Réunion du vendredi 24 mars 2023 à 9h00
Commission d'enquête sur le coût de la vie dans les collectivités territoriales régies par les articles 73 et 74 de la constitution

Olivier Sudrie :

Je répondrai sur la longueur de la chaîne plutôt que sur les délais de paiement des collectivités locales, dont je ne suis pas spécialiste.

Si l'on pouvait soupçonner l'existence d'une entente, l'Autorité de la concurrence serait en droit de se saisir du problème. À ma connaissance, elle ne l'a pas fait. J'ignore s'il existe une entente entre les opérateurs sur toute la chaîne. Ce qui est sûr, c'est qu'ils vivent en bon entendement, car ils travaillent ensemble depuis de nombreuses années.

L'intégration régionale, sur laquelle j'ai eu l'occasion de me pencher lors de la réalisation de diverses études, est un serpent de mer évoqué depuis trente ans, non seulement dans les DOM, mais aussi en Afrique. À quels problèmes se heurte l'augmentation des flux d'échanges avec les pays limitrophes ? Si l'on s'approvisionne au Brésil ou dans les îles de la Caraïbe, normalement les frais logistiques et d'approche devraient baisser. À l'achat, certes, mais nous aurons du mal à leur vendre des produits. Peut-on imaginer une intégration régionale ne marchant que dans un sens ? J'ai des doutes. Si vous achetez dans les îles de la Caraïbe, il faut vendre dans les îles de la Caraïbe.

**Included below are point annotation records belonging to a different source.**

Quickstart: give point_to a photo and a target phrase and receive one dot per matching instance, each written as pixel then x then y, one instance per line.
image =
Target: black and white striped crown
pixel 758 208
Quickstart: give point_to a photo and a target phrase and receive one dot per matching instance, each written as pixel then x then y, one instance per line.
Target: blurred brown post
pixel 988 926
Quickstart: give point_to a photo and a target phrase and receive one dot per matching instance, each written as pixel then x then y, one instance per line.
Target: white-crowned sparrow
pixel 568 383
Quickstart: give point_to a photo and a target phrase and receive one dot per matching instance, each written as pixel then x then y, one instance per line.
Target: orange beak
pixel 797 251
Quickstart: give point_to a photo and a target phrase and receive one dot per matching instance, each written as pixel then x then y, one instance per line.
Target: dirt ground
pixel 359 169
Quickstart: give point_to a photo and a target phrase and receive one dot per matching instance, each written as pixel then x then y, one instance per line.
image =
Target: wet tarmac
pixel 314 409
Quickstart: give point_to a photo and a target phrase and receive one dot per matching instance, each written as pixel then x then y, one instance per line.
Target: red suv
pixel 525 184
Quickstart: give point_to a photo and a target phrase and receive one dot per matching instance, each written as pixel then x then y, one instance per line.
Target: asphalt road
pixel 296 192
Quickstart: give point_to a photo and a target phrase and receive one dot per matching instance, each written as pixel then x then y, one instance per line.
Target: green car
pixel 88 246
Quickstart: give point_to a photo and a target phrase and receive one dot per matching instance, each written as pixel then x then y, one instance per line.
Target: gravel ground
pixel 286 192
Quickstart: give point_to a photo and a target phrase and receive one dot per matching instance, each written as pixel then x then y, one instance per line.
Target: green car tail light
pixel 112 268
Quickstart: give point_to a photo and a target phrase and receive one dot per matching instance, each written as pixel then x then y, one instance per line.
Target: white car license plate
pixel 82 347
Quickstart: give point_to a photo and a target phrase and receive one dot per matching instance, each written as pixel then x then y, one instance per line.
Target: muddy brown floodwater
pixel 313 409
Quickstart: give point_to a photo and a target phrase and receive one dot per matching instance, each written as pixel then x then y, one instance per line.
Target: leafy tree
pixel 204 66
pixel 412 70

Sur l'achat, je n'ai qu'un élément de réponse, soit dit sans vouloir franchir la limite de mes compétences : la question du respect des normes européennes se pose. On est européen ou on ne l'est pas. Les normes s'appliquent ou elles ne s'appliquent pas. Pour ma part, je considère que les normes protègent les consommateurs. On peut les faire évoluer, mais elles sont indispensables.

Si elles ne s'appliquent pas sur un territoire d'un État membre de l'Union européenne, quid de l'exportation de ses produits ? Il s'agirait d'une forme de cheval de Troie. Accepterait-on qu'un produit martiniquais soit exporté en métropole, sachant que certains des inputs utilisés pour sa fabrication ne sont pas aux normes ? La limite du système apparaît clairement. Le problème s'est posé il y a plusieurs années avec les produits issus de l'île Maurice, amenant l'OCDE à définir ce qu'est un produit national. Il ne suffit pas d'apposer une étiquette sur un produit chinois pour dire qu'il a été fabriqué hors de la République populaire de Chine.

Sur le commerce régional à l'export, nous nous heurtons, si vous me permettez cette expression, à la face nord de l'Himalaya. Nous ne sommes pas compétitifs. La plupart des pays de cette région ont un niveau de vie très bas et des prix bien plus faibles que les nôtres. Outre les barrières tarifaires et non tarifaires qu'ils imposent, ce qui est leur droit, ils ont recours à un autre phénomène de protection naturelle, que j'ai récemment étudié dans l'arc antillais : le taux de change. Leurs monnaies sont sur-dévaluées, ce qui favorise leurs exportations et renchérit les prix des produits libellés dans leur monnaie basse. Y vendre nos produits n'est pas impossible, mais très difficile.

Nos économies ultramarines sont inward looking ; elles sont tournées vers la satisfaction du marché intérieur, qui est le plus facile d'accès. Exporter des jus de fruits ou des produits agroalimentaires dans les pays voisins de la Caraïbe ou au Brésil me semble très difficile.